On the other hand, a pure Go version has potential problems of its own. One is testing that it properly handles various things that the kernel does with changing kstats, some of which only occur in odd corner cases, especially since I would be writing it from necessarily imperfect understanding of how things work. Another is that this is more or less explicitly not supported by the platform; on Solaris and Illumos, libc and other OS-supplied shared libraries are the API, and the kernel interfaces is officially an implementation detail. If I have problems, I can pretty much count on all of the Illumos people telling me 'don't do that'.
(Go goes behind the back of this libc API already, which may hurt it at some point.)
So, I could rewrite to be a pure Go package. But I'd get a collection of new problems in the process and I'm not sure that the package would be as solid and as probably portable as it is now (as it is, for example, it probably works on Solaris 11 too). Is this a good tradeoff? I don't know. I feel it's a genuine dilemma.
PS: Over the course of writing this entry, I think I've talked myself into believing that a pure Go rewrite is at least reasonably possible and thus worth attempting (in theory). In practice I have no idea if I'll ever have the time and energy to do one, since the current situation does work for me.

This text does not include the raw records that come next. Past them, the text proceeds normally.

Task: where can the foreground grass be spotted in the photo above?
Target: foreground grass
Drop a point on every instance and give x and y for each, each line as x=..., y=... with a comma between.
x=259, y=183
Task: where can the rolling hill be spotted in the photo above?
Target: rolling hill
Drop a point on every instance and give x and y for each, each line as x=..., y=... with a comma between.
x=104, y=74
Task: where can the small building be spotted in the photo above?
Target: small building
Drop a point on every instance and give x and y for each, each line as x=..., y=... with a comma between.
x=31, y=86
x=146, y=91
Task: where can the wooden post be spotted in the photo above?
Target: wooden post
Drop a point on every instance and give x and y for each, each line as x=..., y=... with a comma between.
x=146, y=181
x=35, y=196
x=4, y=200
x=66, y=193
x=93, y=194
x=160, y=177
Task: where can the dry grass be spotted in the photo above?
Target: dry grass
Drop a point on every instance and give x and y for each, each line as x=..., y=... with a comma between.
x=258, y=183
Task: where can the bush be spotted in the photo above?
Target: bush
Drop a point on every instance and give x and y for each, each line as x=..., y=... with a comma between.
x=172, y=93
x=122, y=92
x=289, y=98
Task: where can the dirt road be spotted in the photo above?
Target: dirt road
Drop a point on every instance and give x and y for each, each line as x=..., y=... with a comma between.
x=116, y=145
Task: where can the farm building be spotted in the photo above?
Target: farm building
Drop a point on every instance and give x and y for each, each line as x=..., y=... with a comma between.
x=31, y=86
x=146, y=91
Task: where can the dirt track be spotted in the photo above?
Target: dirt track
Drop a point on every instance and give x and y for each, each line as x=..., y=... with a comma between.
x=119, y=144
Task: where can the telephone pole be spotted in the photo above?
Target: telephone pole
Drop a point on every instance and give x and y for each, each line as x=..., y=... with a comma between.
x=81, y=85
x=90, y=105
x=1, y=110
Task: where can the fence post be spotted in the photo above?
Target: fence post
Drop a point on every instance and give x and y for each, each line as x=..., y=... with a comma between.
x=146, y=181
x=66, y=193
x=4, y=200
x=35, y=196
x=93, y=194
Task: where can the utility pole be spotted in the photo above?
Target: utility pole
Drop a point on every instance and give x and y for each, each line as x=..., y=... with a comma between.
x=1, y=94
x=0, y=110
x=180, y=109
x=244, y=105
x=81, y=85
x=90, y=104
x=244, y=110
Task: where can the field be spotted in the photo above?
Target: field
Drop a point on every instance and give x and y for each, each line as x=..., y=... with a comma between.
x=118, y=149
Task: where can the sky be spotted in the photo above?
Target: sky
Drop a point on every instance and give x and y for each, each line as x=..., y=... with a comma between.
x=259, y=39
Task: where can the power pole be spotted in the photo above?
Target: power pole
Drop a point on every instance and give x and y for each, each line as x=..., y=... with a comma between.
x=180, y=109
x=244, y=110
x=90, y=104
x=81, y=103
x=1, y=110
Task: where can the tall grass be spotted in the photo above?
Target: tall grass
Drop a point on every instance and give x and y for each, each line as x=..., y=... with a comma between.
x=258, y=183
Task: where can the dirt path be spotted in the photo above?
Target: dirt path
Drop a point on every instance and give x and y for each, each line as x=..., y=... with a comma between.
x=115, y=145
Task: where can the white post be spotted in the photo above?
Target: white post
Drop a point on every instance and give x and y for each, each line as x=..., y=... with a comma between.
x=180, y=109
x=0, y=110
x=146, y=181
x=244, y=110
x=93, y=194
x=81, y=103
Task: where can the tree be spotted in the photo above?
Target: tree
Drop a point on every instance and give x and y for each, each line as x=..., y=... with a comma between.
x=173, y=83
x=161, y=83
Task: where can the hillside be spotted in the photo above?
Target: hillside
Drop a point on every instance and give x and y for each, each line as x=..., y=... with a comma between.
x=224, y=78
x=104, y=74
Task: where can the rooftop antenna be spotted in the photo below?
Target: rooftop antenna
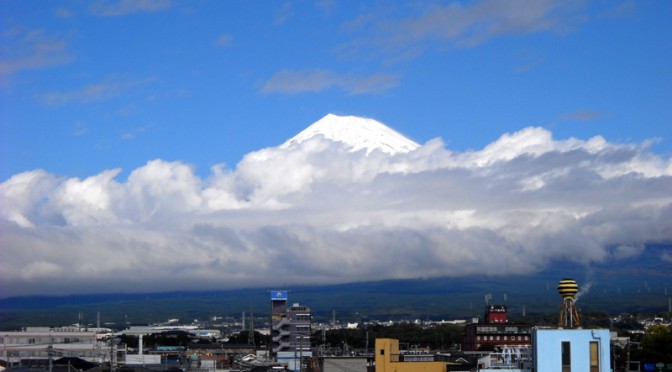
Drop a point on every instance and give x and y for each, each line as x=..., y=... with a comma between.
x=569, y=316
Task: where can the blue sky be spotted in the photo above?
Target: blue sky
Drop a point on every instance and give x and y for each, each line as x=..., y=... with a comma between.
x=140, y=140
x=88, y=86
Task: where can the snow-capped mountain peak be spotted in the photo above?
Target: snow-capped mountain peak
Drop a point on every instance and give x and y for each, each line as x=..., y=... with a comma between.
x=356, y=132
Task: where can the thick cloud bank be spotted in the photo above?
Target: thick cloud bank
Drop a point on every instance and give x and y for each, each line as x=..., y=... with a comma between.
x=319, y=213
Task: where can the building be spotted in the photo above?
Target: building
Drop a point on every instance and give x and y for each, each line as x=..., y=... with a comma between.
x=495, y=332
x=290, y=331
x=571, y=350
x=45, y=342
x=280, y=340
x=389, y=359
x=551, y=350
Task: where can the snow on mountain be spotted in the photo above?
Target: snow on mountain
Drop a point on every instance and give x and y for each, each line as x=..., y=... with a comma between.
x=357, y=133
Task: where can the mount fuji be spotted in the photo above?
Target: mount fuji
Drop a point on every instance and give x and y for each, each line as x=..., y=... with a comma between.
x=357, y=133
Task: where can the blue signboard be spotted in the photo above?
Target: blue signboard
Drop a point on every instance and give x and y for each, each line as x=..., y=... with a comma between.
x=279, y=295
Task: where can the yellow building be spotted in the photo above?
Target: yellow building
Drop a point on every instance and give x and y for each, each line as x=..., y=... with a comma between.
x=387, y=359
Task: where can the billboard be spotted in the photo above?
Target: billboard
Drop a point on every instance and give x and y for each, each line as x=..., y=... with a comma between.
x=279, y=295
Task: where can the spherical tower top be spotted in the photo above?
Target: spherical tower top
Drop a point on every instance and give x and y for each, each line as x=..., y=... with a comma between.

Sidebar: The two pragmatic reasons that this is a cgo based package today
When I decided that I wanted to be able to get kstats in a Go program, I had neither the energy for a grounds up reverse engineering of the libkstat library (which I didn't even understand when I started out) nor the spare time a grounds up (re)write would have required. I was interested in solving a small problem, which meant not a lot of time and not very much frustration. Talking to libkstat in a Go program was only slightly more work than talking to it in a C program, and the Go program was nicer than a C program would have been.
(My other option was Perl, but I was even less interested in Perl than in C.)
I suspect a bunch of people are going to keep making this particular tradeoff and writing cgo-based packages. Some of them will throw the packages up on Github because, well, why not, that's the friendly way.